Icy Sedgwick said...

I tend to get flecks of mascara in my eye and it chuffing well hurts, so I was right there with you throughout this. Filaments of cotton wool are just as bad - they're invisible!!!

Helen A. Howell said...

Floaters in the eye can be very distracting. I loved this line "He pressed his face right up close into his mirror and lifted his reptilian lid to scour for the troublesome detached cilium."

Kath said...

Oh, I get floaters in my eyes and they can be very distracting so I totally sympathise with both you and your narrator. I like the idea of being inhabited by some reptile though, shame the reality is slightly more mundane.

And I'm now going to give my glasses the soak in warm water and clean they've been crying out for. I was grossed out by your description of the nose pads until I checked my own!!

Li said...

I shouldn't be laughing, but I am! Mine first appeared a few months ago, and I was convinced that I was going blind or had a detached retina (which happened to my dad after a violent sneeze). The doctor soothed me by telling me that it was nothing serious, then followed it up with a description of a surgical procedure (for really bad cases) where they suck out the vitreous and replace it with saline. Something like that.

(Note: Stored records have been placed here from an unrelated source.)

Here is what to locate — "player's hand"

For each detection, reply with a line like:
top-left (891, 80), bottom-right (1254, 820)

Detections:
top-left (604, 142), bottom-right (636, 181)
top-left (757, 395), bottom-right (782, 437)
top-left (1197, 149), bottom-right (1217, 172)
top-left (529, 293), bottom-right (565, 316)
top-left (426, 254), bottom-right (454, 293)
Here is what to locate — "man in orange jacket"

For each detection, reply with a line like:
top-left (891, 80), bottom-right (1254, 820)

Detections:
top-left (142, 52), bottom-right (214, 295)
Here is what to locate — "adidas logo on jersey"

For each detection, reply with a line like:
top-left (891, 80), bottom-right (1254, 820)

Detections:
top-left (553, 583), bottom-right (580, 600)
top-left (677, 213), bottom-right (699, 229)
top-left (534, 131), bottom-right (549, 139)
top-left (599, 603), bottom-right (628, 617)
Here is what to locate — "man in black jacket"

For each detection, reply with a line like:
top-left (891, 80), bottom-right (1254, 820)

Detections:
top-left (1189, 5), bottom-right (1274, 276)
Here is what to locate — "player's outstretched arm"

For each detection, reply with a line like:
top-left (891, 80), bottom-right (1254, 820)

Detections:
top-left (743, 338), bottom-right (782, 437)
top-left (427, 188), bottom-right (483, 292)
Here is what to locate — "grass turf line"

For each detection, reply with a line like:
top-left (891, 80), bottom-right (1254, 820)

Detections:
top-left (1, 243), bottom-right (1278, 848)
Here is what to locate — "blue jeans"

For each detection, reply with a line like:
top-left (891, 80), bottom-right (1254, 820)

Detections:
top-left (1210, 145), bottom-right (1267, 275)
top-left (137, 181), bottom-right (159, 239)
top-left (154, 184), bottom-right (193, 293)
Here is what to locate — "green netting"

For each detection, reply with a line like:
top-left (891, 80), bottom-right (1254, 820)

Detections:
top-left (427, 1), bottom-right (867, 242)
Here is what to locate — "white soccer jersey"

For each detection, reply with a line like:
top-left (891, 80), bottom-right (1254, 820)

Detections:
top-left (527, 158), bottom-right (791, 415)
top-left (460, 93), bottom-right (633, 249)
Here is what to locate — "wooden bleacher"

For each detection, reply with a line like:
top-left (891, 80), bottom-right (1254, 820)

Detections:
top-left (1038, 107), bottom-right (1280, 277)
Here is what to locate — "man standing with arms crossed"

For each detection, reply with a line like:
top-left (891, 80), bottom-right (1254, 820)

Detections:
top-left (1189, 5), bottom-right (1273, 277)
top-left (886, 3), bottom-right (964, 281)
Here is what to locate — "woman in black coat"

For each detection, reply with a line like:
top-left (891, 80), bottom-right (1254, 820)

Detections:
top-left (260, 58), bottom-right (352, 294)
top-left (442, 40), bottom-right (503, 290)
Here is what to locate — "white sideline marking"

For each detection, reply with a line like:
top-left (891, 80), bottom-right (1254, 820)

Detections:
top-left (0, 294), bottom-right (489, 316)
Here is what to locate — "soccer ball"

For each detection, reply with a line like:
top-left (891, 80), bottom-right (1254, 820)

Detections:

Didn't catch the full explanation because I felt rather faint.

Chuck Allen said...

Changes in vision can be especially worrisome. We are at the part of Spring here where gnats fly into my eyes. It drives me crazy trying to get them out. Yuck!

Great story, though. :)

Katherine Hajer said...

I've been noticing floaters since I was a little kid -- but then, I've had appallingly bad eyesight since I was a little kid. This almost sounded like a cracked cornea plus floaters.